"Ce monde des cimes que vous trouviez laid, parce qu'il ne comporte aucun des caractères qu'une longue fréquentation des plaines, de la mer, des douces collines, vous ont habitué à découvrir dans un paysage, et que l'Alpiniste aime pour les motifs mêmes sur lesquels vous fondez votre condamnation, ce monde abstrait, sévèrement limité à quatre éléments plastiques, ciel, nuages, rocs, neige, dont l'orchestration suffit à lui assurer une incroyable diversité de visages, ce monde dépouillé, sans échelle, et qui repousse implacablement toute vie ou du moins tout ce qui nous paraît être la vie, propose à nos sens, hors de l'espace et du temps, une image aride de l'absolu qui se confond ici avec celle de la mort.
Vous comprenez mieux, désormais, l'influence, au premier abord disproportionnée, qu'exercent sur certaines vies ces courts passages dans un univers où seuls les purs esprits seraient à leur aise, et où la pesanteur se charge de nous rappeler à chaque pas que nous ne sommes que des hommes.

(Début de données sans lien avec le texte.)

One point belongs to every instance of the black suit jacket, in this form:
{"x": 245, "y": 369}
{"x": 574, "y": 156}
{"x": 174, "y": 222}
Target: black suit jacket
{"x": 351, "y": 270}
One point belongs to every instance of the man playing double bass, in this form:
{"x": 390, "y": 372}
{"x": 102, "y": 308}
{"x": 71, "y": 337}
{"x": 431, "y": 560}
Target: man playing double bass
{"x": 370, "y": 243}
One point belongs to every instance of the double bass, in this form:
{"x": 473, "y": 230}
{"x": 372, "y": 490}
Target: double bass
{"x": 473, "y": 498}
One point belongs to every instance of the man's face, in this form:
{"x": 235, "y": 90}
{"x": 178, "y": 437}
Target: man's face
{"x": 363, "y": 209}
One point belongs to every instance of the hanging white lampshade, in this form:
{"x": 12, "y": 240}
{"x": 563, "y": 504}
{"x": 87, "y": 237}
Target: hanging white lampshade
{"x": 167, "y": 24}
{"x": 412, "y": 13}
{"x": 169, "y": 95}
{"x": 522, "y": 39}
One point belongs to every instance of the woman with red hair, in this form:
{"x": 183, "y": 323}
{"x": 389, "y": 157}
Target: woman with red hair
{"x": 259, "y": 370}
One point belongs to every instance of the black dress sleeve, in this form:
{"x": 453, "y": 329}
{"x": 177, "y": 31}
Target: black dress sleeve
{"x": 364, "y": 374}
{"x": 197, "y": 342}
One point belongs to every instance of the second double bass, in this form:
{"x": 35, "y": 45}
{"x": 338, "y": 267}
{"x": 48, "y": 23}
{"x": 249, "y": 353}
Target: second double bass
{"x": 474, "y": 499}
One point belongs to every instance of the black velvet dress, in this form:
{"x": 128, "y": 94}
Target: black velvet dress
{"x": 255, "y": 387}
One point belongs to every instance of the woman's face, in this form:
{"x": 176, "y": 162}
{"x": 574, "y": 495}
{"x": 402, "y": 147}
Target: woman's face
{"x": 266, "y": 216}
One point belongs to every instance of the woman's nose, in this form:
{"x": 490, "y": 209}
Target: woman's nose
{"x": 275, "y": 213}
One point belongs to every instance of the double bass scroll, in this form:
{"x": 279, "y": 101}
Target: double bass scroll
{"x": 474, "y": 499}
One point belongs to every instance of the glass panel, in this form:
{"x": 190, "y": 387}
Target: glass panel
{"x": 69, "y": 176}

Vous saisissez aussi comment l'alpinisme peut devenir le canal par où certaines tendances mystiques, et plus simplement certains idéals insatisfaits, cherchent à s'épancher, tandis que les courtes heures vécues en haute montagne paraissent arrachées désormais à un vague paradis à peine entrevu, dont le grimpeur conserve un souvenir ébloui, et dont chaque cime nouvelle lui ouvrira peut-être définitivement les portes."
SAMIVEL, Discours marin (in Nouvelles d'en haut, éditions Hoëbeke).